Even though we signed up for the lower Gauley that had a minimum age of 13, for several good reasons they decided to send us on the upper Gauley which had a minimum age of 15. This didn't bother us as our son is a better swimmer than either of us and has rafted more than most adults I've rafted with. However, there was one rapid they wouldn't let him go down as they required kids to be at least 15 year old. It was a cool slide that went through a short "cave" where we had to lie back on our duckies to avoid hitting our heads. Our son alleviated his disappointment at missing this golden opportunity to knock himself unconscious by jumping off a rock into the “flume of doom”.

My wife's injuries did slow her down and cause her much concern that she might not make it down the river, but the guides were able to help out several times and she made it down without any great issues. There was one Class IV rapid where she got hung up on a rock and I came up behind and didn't have the time or ability to back paddle away from her. So I T-boned her and sent her tumbling down the river. (Ask a guide what a “Homer” is - he he.) She was a good sport about it.

The trip was great and overall, we had very few problems. They really set it up so you’d have to work to screw it up bad. I still went swimming twice (Shipwreck and Sweets), but I walked out of the river under my own power and with all major appendages still attached. I consider that a success. I think this was our favorite activity. The Gauley is a beautiful river with cool clear water and massive rocks and cliff faces. We had it all to ourselves that day. The lower New was a blast and Dave was a great guy, but kayaking the Gauley was more personal. I would compare it to visiting a national park. You can visit Yellowstone by either a large tour bus (raft) or you can visit it by hiking backcountry by yourself (kayak). We were a lot closer to the rocks, water, fish and goats. Yes, it was a goat we saw and not an escaped river guide, though I think the goat shaved more recently.

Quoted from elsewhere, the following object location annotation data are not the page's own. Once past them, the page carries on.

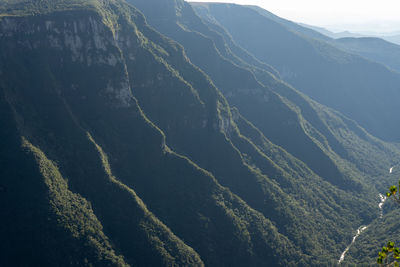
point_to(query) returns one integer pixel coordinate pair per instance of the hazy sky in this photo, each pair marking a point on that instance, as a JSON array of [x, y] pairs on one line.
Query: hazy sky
[[355, 15]]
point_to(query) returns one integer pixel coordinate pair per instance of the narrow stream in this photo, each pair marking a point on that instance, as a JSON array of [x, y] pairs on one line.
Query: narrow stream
[[359, 231]]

We ended the trip with the coolers of beer and a spine shattering bus ride out of the holler. I'd give the guides and the trip a 10 out of 10 rocks. And BTW, don't buy one of the disposable cameras with the rubber band strap. It won't last. I had another camera that had a string-style lanyard that I attached to the raft with a spare carabiner that lasted the whole trip.

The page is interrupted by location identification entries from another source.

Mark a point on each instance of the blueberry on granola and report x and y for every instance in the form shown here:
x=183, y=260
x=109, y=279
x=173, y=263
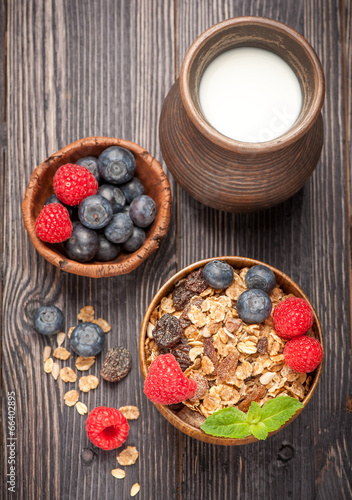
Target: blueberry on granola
x=254, y=306
x=168, y=331
x=87, y=339
x=260, y=277
x=218, y=274
x=48, y=320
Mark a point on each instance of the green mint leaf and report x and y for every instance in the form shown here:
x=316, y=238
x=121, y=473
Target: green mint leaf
x=254, y=413
x=259, y=430
x=227, y=422
x=277, y=411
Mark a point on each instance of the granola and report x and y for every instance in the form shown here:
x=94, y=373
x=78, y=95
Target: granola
x=234, y=363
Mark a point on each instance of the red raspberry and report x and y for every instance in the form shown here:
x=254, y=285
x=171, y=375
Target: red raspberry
x=166, y=383
x=73, y=183
x=53, y=224
x=107, y=428
x=303, y=354
x=292, y=317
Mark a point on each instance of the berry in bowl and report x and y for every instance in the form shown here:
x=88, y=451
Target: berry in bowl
x=231, y=350
x=99, y=207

We cleaned up and went back to the big tent to watch the video. This time we were told the price was $65. We got back late, surfed the hot tub and crashed early.

Friday – July 9th

No organized activities planned, so we slept late. We decided to go biking on the Rend trail. This trail travels on a slightly downhill grade for 3.5 miles from Minden to Thurmond. If you have 2 cars, there are parking lots at both ends of this trail so you could just roll down to your second car at the take-out point. It would be a great ride for little kids. Cool views and trestle crossings ending near an abandoned railroad depot now restored by the NPS. It was 95 degrees when we did it. We sloshed back, wet with sweat, for lunch and sent grumpy new teenager to the lake. A storm blew in, so he came back, a little less grumpy.

We were out of pre-fabricated boxed food, so we went to the bar for dinner. It was just what you'd expect, beer and burgers. After dinner, we went to the lake for the last time and took turns on the catapult.

Sat July 10th

Packed up to head home. We had a blast at Ace and definitely will recommend it to others. We are considering a return trip next summer or possibly a fall Gauley trip. On our way out we stopped at the gift shop for one more round of souvenir stuff. As we left, the cashier mentioned that we could get the video for $69.